I opened the door and saw that coffin sitting in front of me and at that moment everything became so surreal. I had to sit down before I passed out. My daddy was in that coffin; in front of me, never to hold me again. I would never be able to put my face upon his chest and breathe in his smell, that scent that made everything better. I had no more daddy-daughter days and no more talks about how I was half his heart; I wasn't anymore was I? Because he didn't have a heart anymore.

"Daddy?"

I walked nervously up to the casket. I was afraid to do anything; finally, I put my hands on the side of it and laid my cheek down on the top of it as if to see if maybe, just maybe I could hear his breathing… nothing.

"Daddy, I can't do this by myself. You've left me, daddy… who do I turn to now?" I could feel the tears making a puddle between my cheek and the wood. "How do I continue on… you took the other half of my heart away. How will I be able to remain and endure without you here. I love you so much and I'm sorry if I didn't make you proud dad. I know I put you through a lot of shit and if I could rewind time, I swear to god I would and be a better daughter to you. I'd take away every amount of pain I caused you. I would only bring you happiness, so that you would overflow with gratification." I lift my head up for a moment and wipe my face. I draw a heart in the puddle of tears that now is dripping down the sides but I really don't give a shit, this is my moment… my final moment with the man who was the only man who showed me unquestionable and genuine love. I begin to run my finger over the smooth wood. "My babies are going to grow up with the only male role model in their lives is an asshole like Bear, they're never gonna remember or know how wonderful you were." My voice is rising. "They're never gonna get the chance to know how great and beautiful you were ,daddy. They're never gonna be able to hear what brilliant advice you give. How the fuck am I gonna live up to that daddy…because I can't! I am none of that! I'm just a twenty-one year old, no college havin momma that now has three babies and a fucking douche as a husband. There's nothing in this world that makes me even worth breathing the same breath as you daddy, I can't live up to that!" I go and sit in the chair that Mark placed in the room for me. I put my head in my hands.

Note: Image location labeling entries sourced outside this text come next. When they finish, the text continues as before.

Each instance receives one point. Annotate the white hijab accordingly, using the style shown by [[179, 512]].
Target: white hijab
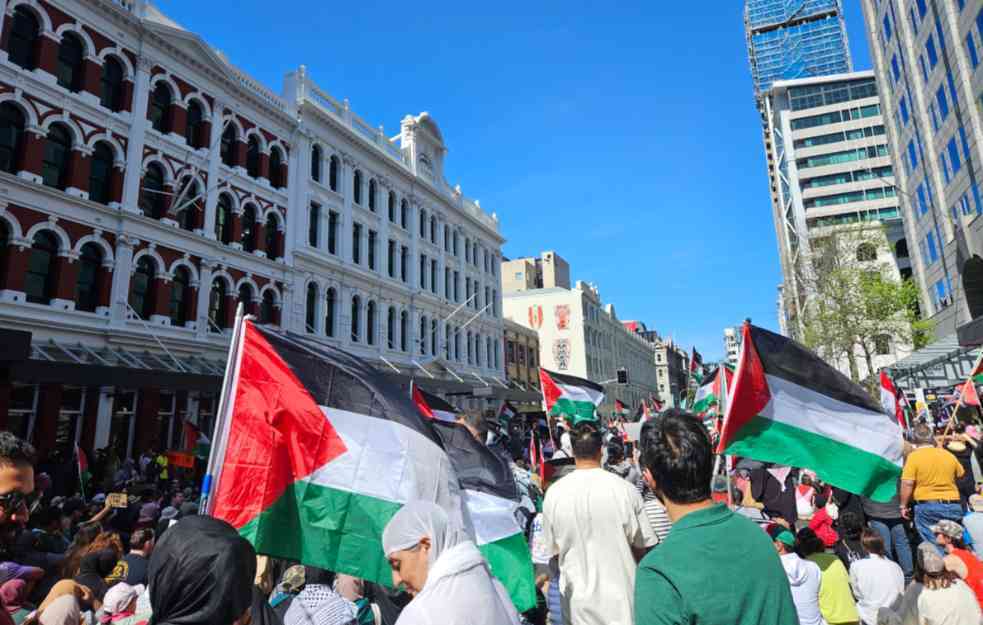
[[460, 589]]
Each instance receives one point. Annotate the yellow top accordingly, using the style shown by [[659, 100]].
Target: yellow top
[[934, 472]]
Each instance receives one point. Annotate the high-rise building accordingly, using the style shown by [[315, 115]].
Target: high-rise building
[[927, 58]]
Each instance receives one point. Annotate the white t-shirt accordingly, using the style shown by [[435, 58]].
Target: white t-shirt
[[591, 520]]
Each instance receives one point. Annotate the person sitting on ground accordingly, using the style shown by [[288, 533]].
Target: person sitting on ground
[[877, 582], [958, 559], [691, 577], [443, 570], [804, 576], [835, 599]]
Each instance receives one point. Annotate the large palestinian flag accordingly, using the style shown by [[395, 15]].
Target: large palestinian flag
[[567, 396], [314, 452], [788, 406]]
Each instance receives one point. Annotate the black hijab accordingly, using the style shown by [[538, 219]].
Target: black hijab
[[201, 573]]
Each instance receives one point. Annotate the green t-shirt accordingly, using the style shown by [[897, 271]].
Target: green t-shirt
[[714, 568]]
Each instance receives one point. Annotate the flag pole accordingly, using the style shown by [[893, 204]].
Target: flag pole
[[217, 449]]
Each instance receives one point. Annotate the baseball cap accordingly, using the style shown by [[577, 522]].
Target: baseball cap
[[947, 528]]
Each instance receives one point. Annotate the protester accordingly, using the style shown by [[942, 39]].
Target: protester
[[443, 570], [836, 601], [700, 574], [804, 576], [958, 559], [595, 522], [928, 480], [877, 582]]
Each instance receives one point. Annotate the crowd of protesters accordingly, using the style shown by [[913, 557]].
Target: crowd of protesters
[[652, 531]]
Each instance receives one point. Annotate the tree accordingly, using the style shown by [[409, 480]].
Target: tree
[[855, 302]]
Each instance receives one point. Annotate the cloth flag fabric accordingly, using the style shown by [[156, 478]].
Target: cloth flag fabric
[[575, 398], [789, 407], [315, 451], [432, 406]]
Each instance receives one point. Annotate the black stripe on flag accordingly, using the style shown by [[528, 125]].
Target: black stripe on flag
[[784, 358], [571, 380]]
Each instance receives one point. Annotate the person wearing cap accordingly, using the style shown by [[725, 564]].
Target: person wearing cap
[[928, 480], [804, 576], [958, 559], [595, 523], [715, 567]]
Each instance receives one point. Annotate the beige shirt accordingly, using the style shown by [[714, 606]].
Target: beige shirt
[[591, 520]]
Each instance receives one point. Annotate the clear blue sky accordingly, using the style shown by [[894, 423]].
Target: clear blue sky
[[623, 137]]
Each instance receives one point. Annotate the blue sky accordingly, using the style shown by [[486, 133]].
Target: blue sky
[[623, 137]]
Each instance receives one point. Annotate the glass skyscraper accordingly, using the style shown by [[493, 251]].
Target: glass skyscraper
[[789, 39]]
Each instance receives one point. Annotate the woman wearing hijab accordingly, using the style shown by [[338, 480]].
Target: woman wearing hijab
[[443, 570]]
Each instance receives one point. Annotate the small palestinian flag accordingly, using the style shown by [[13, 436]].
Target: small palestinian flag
[[576, 399], [432, 406], [789, 407], [315, 452]]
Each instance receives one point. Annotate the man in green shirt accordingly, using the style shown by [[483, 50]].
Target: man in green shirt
[[715, 567]]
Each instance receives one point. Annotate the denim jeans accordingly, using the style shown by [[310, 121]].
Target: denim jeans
[[896, 543], [928, 514]]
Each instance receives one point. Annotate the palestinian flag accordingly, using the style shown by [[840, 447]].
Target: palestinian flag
[[710, 394], [314, 452], [576, 399], [789, 407], [432, 406]]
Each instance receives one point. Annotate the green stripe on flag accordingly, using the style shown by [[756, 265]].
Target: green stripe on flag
[[855, 470], [511, 563], [572, 409]]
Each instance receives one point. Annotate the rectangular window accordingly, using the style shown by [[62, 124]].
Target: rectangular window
[[372, 246], [356, 243], [332, 232], [313, 225]]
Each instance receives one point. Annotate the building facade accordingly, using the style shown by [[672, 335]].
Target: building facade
[[149, 187], [580, 336], [927, 57]]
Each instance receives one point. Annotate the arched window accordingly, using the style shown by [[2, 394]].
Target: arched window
[[866, 251], [391, 328], [22, 48], [272, 251], [192, 131], [100, 172], [11, 136], [57, 147], [310, 321], [316, 163], [87, 286], [111, 84], [227, 149], [160, 101], [370, 323], [217, 306], [267, 310], [403, 327], [423, 334], [223, 219], [329, 312], [180, 296], [141, 285], [333, 173], [152, 199], [252, 157], [249, 228], [70, 54], [276, 169], [356, 317]]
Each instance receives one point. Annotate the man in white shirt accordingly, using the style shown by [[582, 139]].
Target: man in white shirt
[[876, 581], [595, 523]]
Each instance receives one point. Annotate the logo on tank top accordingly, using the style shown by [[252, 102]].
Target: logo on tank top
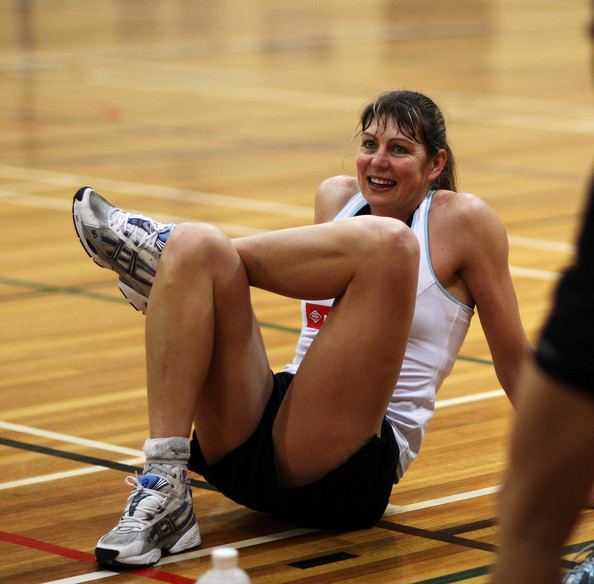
[[316, 315]]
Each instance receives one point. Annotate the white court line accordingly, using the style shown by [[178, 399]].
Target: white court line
[[399, 509], [284, 535], [69, 438], [64, 475], [533, 274], [138, 453], [154, 191], [542, 244], [84, 578], [456, 401]]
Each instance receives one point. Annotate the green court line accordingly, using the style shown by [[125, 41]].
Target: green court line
[[81, 292], [458, 576]]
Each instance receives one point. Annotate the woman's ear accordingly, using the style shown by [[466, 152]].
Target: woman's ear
[[438, 163]]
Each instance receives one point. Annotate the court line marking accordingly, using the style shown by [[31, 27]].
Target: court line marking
[[52, 178], [138, 454], [238, 230]]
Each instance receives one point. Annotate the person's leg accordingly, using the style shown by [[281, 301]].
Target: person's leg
[[206, 362], [205, 354], [550, 472], [340, 393]]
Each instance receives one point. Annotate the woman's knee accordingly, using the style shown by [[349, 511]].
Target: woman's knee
[[196, 245], [388, 245]]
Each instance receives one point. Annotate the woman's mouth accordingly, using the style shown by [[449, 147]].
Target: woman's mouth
[[381, 183]]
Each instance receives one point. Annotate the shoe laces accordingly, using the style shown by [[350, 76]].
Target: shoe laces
[[143, 232], [143, 504]]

 I'm done. I can't do this anymore. I can't do this viewing, I've said my goodbyes or my rant on self- pity, whatever the fuck you wanna call it. I wasn't staying for the other bullshit that was all just for show. I went up to the coffin one last time. I laid my lips to where I pictured his head to be and gave him my final kiss… I wasn't going to get one in return. "I'll do my best." That was all I said. I walked to the door opened it and walked out.

I didn't sit in that chapel during the viewing, I sat out in the vestibule waiting for it to be over with. I didn't care what anyone thought, people coming in late would do a double take like they were missing something because why would the deceased's daughter be sitting out in the vestibule instead of in where the service was happening I just nodded once and went back to looking in my lap. I saw the side door open and saw Mrs. Mueller walk out, she looked like she was heading for the restroom.

"Elleny…"

I looked up like I didn't notice she was heading my way.

"Mrs. Mueller."

She stopped beside me, I was kinda trapped. On one side of me was a table that held a huge bouquet of flowers that sat in the middle of the table. It also had book markers and pamphlets of all they offered, the table was covered, I had already read through most of it. She came up beside me on the other side; Mrs. Mueller was a large lady so when I said I was kinda trapped I was kinda trapped.

"Nice turnout tonight… your daddy was well loved in this town, Sugar."

"Yes ma'am, it's a wonderful turnout." Which it was. People were coming and going all evening.